Einige ganz mutige Bewohner lassen sich von Shorty sogar ein Küsschen geben. Ganz vorsichtig nähert sich der schokobraune Hengst dem Gesicht, um dann liebevoll die Lippen auf die Wange zu drücken. Strahlende Augen und ein glückliches Lächeln sind der Lohn für ihn.

Schöner Lebensabend

Ute Winter, Vorsitzende des Kelkheimer Hospizvereins, betrachtet die Szenerie mit Freude. Sie ist Katrin Fiedler zutiefst dankbar für diese Aktion. „Die Bewohner blühen auf, ihre Lebensgeister werden geweckt.“ Als Schnittstelle zwischen Hospizverein und Pflegeeinrichtung macht Fiedler einen großartigen Job, weiß Winter. „Auf der einen Seite bin ich bei den Bewohnern, wenn sie sterben, auf der anderen Seite möchte ich ihnen ihre verbleibende Lebenszeit so schön wie möglich machen“, fasst Fiedler ihre Intention zusammen. Nach einem langen, arbeitsreichen Leben hätten sich die meisten einen schönen Lebensabend verdient.

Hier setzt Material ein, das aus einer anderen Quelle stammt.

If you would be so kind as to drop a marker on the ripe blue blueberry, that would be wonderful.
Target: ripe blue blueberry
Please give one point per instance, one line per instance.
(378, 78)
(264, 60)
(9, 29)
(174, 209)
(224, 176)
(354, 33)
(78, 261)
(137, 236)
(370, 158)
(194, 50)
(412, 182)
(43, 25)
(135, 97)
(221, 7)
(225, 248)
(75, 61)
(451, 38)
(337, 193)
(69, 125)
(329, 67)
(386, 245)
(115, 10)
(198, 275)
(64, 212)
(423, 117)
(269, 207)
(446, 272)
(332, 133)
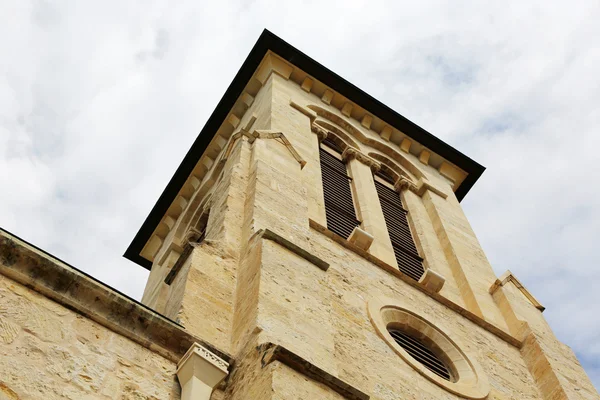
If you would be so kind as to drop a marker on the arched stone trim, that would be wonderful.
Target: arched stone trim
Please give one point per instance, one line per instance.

Samuel und Shorty haben ihren Beitrag dazu geleistet. Von Stockwerk zu Stockwerk hinterlassen sie glückliche Menschen, die sicherlich noch einige Zeit von diesem Besuch zehren. Und wer weiß – vielleicht waren sie nicht zum letzten Mal zu Besuch in der Seniorenresidenz.